Don't forget that you're going to have to source some shorter endlinks.


----------



## Dark Anghell (Jun 25, 2007)

*Re: FV-QR (Ducky 2.0T)*


_Quote, originally posted by *Ducky 2.0T* »_Don't forget that you're going to have to source some shorter endlinks. 

K-Sport offers adjustable endlinks for about $45. So I think those will work perfectly. 
Easystreet kit does look fairly good...but I am not sure if I'd be able to lay subframe with it. I know Masontech and Bagyard go super low. Also anyone knows how they stand up quality-wise to MT and BY?


----------



## yvrnycracer (Apr 17, 2007)

*Re: FV-QR (Dark Anghell)*


_Quote, originally posted by *Dark Anghell* »_
K-Sport offers adjustable endlinks for about $45. So I think those will work perfectly. 
Easystreet kit does look fairly good...but I am not sure if I'd be able to lay subframe with it. I know Masontech and Bagyard go super low. Also anyone knows how they stand up quality-wise to MT and BY?

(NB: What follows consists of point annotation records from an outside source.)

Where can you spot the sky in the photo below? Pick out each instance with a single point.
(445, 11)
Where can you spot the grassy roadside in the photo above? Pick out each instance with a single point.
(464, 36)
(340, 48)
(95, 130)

i don't reccomend those ksport adjustable endlinks... had them with the k-sport coilovers... and all i can say is that they were nothing but problems... they never stop tightening and untightening as you turn the wheels... (and rust if you are in a climate that is less that sun all the time... )


----------



## rotorwerks (Aug 7, 2004)

is there a DIY for taking out the front sway bar rather then chopping it out?
Mike


----------



## Ducky 2.0T (Jun 4, 2001)

*FV-QR*

http://myfastgti.com/volkswage....html
It's not an easy/ safe job to do without a lift. That being said DAW did mine in about 30 minutes.
Just wanted to comment again about my experiences of not having a sway... I've got another 1-2k miles of pure highway driving and I still haven't really noticed a difference with braking etc.. I've even had some close calls with road debris and a matress and the car responded as usually.
I think that I can feel it when one tire hits a bump and the other doesn't, but that could just be the bag feeling.


----------



## Dark Anghell (Jun 25, 2007)

*Re: FV-QR (Ducky 2.0T)*

I ended up going with Mason Tech struts that have sway bar mounts on them...also going to order some FK links.


----------